I assume that Wikimedia works on a rather tight budget. Choosing (and unifying on) tech stacks with a larger supply in devs seems to be an economically reasonable choice.

4 comments

It's more complicated than that. MediaWiki is PHP based because back when it was developed PHP was everywhere. Since then the world has moved on, but PHP still powers a huge percentage of the web via things like WordPress.

The other side to using PHP was having support in other host providers. Wikipedia is not the only installation of MediaWiki and there has been consideration in the past for those installing MediaWiki on shared hosts where you don't necessarily have root access to install things like node. Moving forward that's less of a concern because you can containerise MediaWiki (and the other services), but not even Wikimedia run that in production yet AFAIK.

However, even if they weren't budget constrained (which they aren't) unifying on a single language used by the majority of their devs isn't a bad idea, especially when the effort to port the entire stack to a new language would be unjustifiable.

and... migrating an entire codebase to something new because there's a subset of devs that jump between tech stacks and want 'newer' stuff isn't an economically reasonable choice.

server-side JS was a thing 10 years ago, but it didn't offer enough benefits to switch. same with python, java, ruby - all existed, but didn't offer enough benefits to switch then, and probably still don't now.

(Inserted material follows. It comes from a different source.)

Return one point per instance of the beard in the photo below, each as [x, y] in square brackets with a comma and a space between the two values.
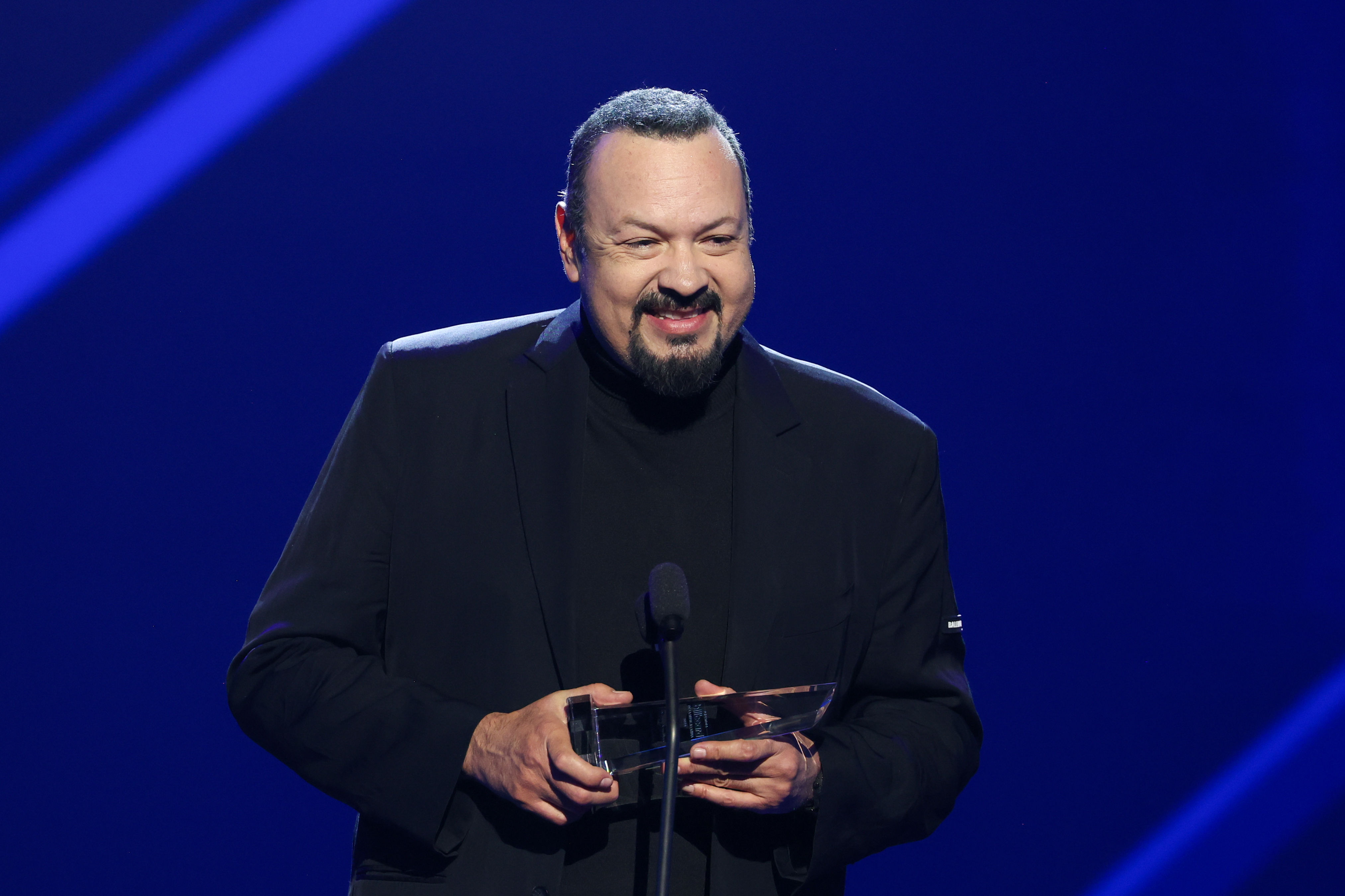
[685, 372]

also, what would be a "larger supply"? C? Java? C#? JS? PHP has a huge supply of developers at all skill levels, which may make it just as easy (or easier) in finding the talent they need. And... hey - they wrote that initial parsoid in JS and... they've doubled the speed by converging on PHP.

Huh. What ED of Wikimedia Foundation even does?
Wikimedia is swimming in donations. More than $100,000,000 yearly since 2017/2018.